Fletch threw the skull to one side and scrambled to his feet. In his haste to get up he dropped the flashlight. It hit the floor and went out, plunging half of the cave into darkness.

Marie screamed, shrill and hysterical. “I can’t see. Shit, shit, shit. They’re all over me. Help me. Help me!”

A scream welled in my own throat but I needed to think about Annie. She clung to me, paralyzed into silence. I wrapped my arms around her, whispered into her hair.

“It’s okay. They’re just beetles. We’re going to get out of here.”

I tried to shuffle us backward, toward the steps, where Chris still stood, flashlight hanging uselessly from his hand, illuminating a small patch of moving ground. Beetles cracked and crunched under our feet. Snap, crackle and pop. I felt glad of my heavy boots, jeans tucked in the top, even though I could feel my swollen ankle pressing painfully against the leather. Annie whimpered beside me like a scared animal.

We were almost there when a figure charged out of the darkness. Hurst. In the glow of the miner’s light his face was sallow and slick with sweat. Panicked. And that scared me more than anything.

“Give me your helmet.”

He grabbed for it, knocking me back into the wall. I lost my grip on Annie.

“Get off me!”

“Give me the light.”

He shoved me hard, smashing my head back against the rock. My skull clunked inside the helmet. I heard something crack. The light wavered, clung on tentatively and then faded to nothing. Blackness enveloped us in a dank cloak.

“You fucking moron!” I shoved Hurst away. Desperation clawed at my throat. We needed to get out of here. Now. “Annie?”

“Joey? I can’t see you.” Her voice was full of held-back tears. Still trying so hard to be brave.

I limped in the direction of her voice. “I’m right here. Turn on your flashlight.”

“I can’t. I’ve lost it.”

“It’s okay—” I reached out my hand; my fingers glanced hers.

From the darkness, Marie screamed: “Nooooo!”

I felt a whoosh of air as something sliced past my face. I dived to the floor, landing hard on my elbow. The helmet flew off my head. Pain tore up my arm. But I didn’t have time to focus on it because right then I heard another scream, high-pitched, agonizing, terrible.

“ANNIE?!!”

I scrambled across the ground, scrabbling among the hard shells and scurrying legs. My fingers brushed metal. Annie’s flashlight. I grabbed it, realized a battery was hanging out of the back. I shoved it in, flicked the switch and pointed the light around.
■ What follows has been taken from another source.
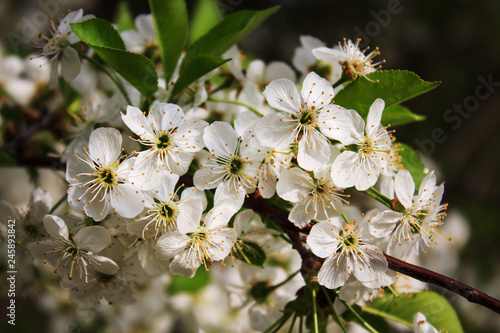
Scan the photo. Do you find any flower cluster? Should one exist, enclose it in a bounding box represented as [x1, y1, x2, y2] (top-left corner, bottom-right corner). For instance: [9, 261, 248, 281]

My mind went into free-fall. My heart seemed to fold and expand and shatter all at once. Annie lay on the ground in a small, crumpled heap, still clutching Abbie-Eyes. Her pajamas had ridden up, revealing thin, dirt-smeared legs. Her face and hair were both covered with something dark, red and sticky.

I crawled over to my sister and gathered her awkwardly in my arms. She felt so bony, all angles. She smelled of shampoo and cheese-and-onion chips. Around us, the beetles that had been swarming everywhere had started to retreat, to dissipate and melt back into the walls, their work here finished.

“It was an accident…”

I raised the flashlight. Hurst stood a few feet away, Marie clinging to his arm. The crowbar lay at his feet. I remembered the whoosh past my face. I looked back down at Annie, blood seeping from her head.

“What the fuck have you done?”

Rage rose like burning black bile in my throat. I wanted to charge at him and smash his head into the rock until it was nothing but splintered bone and jelly. I wanted to take the crowbar and drive it into his guts.